Ich hasse, was ich höre und sehe.

"Und was ist mit Yoongi, Namjoon, Seokjin, Jeongguk, Seonghwa, Hongjoong, Sora, 
Hoseok und mir? Ich hab dich einmal verloren, ich will das nicht nochmal! Ich will nicht wieder denselben Schock erleben, die Angst, dir nie wieder in die Augen sehen zu können, deine Stimme zu hören, seinen Duft um mich zu haben und deine Hand in meiner zu spüren! Was soll aus mir werden, wenn du weg bist? Warum denkst du nicht auch an mich?!"

Nieder prasseln, eher hageln seine Silben auf mich ein, nehmen mich Stück für Stück auseinander um mich anschließend wieder zusammensetzen bis sie mich erneut zerstückeln. Wie oft ich dies wohl mit ihm gemacht haben will ich mir nicht ausmalen, aber ich bin mir sicher, ich könnte dies eh nicht. Ich möchte ihn aufhalten, vom Sprechen, weil er zu viel Wahrheit von sich gibt, nur eine Idee habe ich.
Es ist mir fast unangenehm, aber mein größter Herzenswunsch. Vor meinem vermeintlichen Ende lasse ich mir jenen nicht nehmen.

Vorsichtig ziehe ich die Gestalt an mich, an der Hüfte eine Hand, die andere am Gesicht, um seine Wange ein wenig zu streicheln. Nur kurz lächel ich, folge danach aber meinem Wunsch, lege meine Lippen auf die seine, wie ich es so lange und oft wollte. Seine sind weich, warm und schmiegen sich ohne zu zögern an meine, folgen fast schüchtern, aber nicht weniger leidenschaftlich den Bewegungen.
In mir explodiert alles, es ist so als wäre wieder alles in Ordnung, als wäre kein Schlachtfeld um uns herum. Mir ist warm, fast heiß und ich liebe dieses Gefühl, ich hoffe auch er empfindet so. Aber seiner nun vollkommen abgelegten Schüchternheit entnehme ich; es wird so sein.

Der süße Geschmack vermischt sich langsam mit etwas nassen, salzigen. Bittere Tränen mischen sich ein, ohne die Augen zu öffnen, weiß ich, dass sie nicht mir gehören. Wie gerne ich es hätte, dass dies für immer anhalten würde, ohne die Trauer, von mir verursacht. Aber wie es besser ist, ist mir schmerzlich bewusst.

Meine Hand von der Hüfte löse ich, genauso wie meine Lippen von ihm. Zart streiche ich über die nasse Gesichtshaut von ihm.
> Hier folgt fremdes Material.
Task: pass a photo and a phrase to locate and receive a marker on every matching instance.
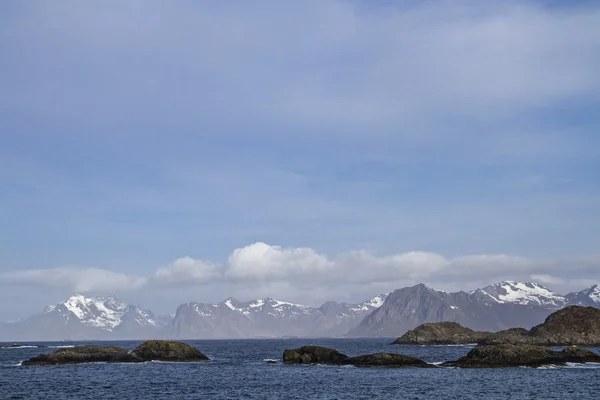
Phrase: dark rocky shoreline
(153, 350)
(571, 326)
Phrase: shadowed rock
(571, 326)
(323, 355)
(82, 354)
(160, 350)
(439, 333)
(389, 360)
(513, 335)
(153, 350)
(511, 355)
(313, 355)
(574, 325)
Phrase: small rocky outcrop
(388, 360)
(323, 355)
(571, 326)
(82, 354)
(522, 355)
(313, 355)
(153, 350)
(440, 333)
(513, 335)
(161, 350)
(574, 325)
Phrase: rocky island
(522, 355)
(440, 333)
(153, 350)
(571, 326)
(324, 355)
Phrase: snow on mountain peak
(100, 312)
(376, 301)
(595, 293)
(524, 293)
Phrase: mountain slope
(85, 318)
(588, 297)
(496, 307)
(268, 318)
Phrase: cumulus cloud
(186, 271)
(262, 262)
(259, 268)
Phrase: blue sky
(135, 134)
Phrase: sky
(167, 152)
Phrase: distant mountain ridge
(87, 318)
(269, 318)
(495, 307)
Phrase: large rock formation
(511, 355)
(153, 350)
(388, 360)
(571, 326)
(160, 350)
(82, 354)
(323, 355)
(438, 333)
(313, 355)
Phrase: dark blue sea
(238, 370)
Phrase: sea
(239, 370)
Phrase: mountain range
(504, 305)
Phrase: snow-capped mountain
(587, 297)
(524, 293)
(81, 317)
(268, 318)
(504, 305)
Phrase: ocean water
(238, 370)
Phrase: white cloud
(262, 262)
(186, 271)
(303, 274)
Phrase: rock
(153, 350)
(323, 355)
(513, 335)
(571, 326)
(161, 350)
(313, 355)
(82, 354)
(390, 360)
(441, 333)
(511, 355)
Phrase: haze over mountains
(495, 307)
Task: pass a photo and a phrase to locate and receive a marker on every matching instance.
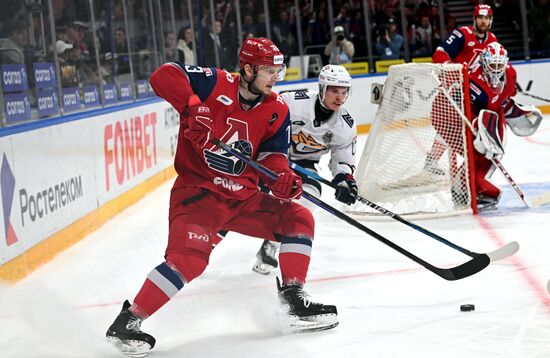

Schlage mit meinen Flügeln, um an Höhe zu gewinnen. Durch große, glänzenden Augen fleht er mich an, versucht nach mir zu greifen, obwohl ich schon viel zu weit weg bin, meine Fingerspitzen berühren ihn schon lange nicht mehr. Es scheint er habe seine eigenen Schwingen vergessen, oder die Fähigkeit zu schweben verlernt.

"LASS MICH NICHT ALLEIN"

Der letzte Ruf von ihm erreicht mich und dann; dann höre ich nichts mehr. Wieder lasse ich meine Kraft sich über die Welt ausbreiten, das Gold über das Land ziehen, eher auf jede einzelne Person. Es ist ein viel größerer Kraftaufwand als der vorherige Akt. Mit jeder Sekunde wirkt mehr Macht von mir ein, stiehlt mir meine Energie und beginnt gar mir Schmerzen zu bereiten.

Doch egal wie schrecklich es mir geht, den anderen geht es schlimmer und ich muss das ertragen, sonst würde mein schlechtes Gewissen mich sogar in den Tod jagen. Es beginnt sich alles mehr oder weniger zu drehen, ob ich wirklich noch irgendjemanden helfe weiß ich nicht, nur das alle Kraft nun in sie investiert wird und ich meine Lebenskraft aufgebe. Eine Zukunft mit Tae, habe ich sie mir jemals vorgestellt?

Mein Rücken wird aus dem Nichts heiß, mein Kopf dröhnt, alles wird ruhiger. Träume ich oder passiert das alles wirklich, wobei; was passiert überhaupt? Kalte Luft streift meine Glieder, während mir doch am Leibe immer wärmer wird, fast schon brennt es. Erst jetzt wird mir mein freier Fall bewusst. Meine Schwingen will ich wieder regen, um nach oben zu gleiten oder sicher zu landen, aber ich höre nicht auf zu fallen.

Schemenhaft erkenne ich den Boden unter mir, den ich jede Sekunde erreichen dürfte. Mental mache ich mich auf einen heftigen Aufprall gefasst, der mich außer Gefecht setzen dürfte. Überrascht werde ich an diesem Tag schon wieder, denn ich treffe eben nicht auf harten Grund, sondern auf Arme, die mich auffangen und langsam hinlegen.

Meine Flügel, so schnell ich sie erlangte, ich verlor sie noch viel schneller.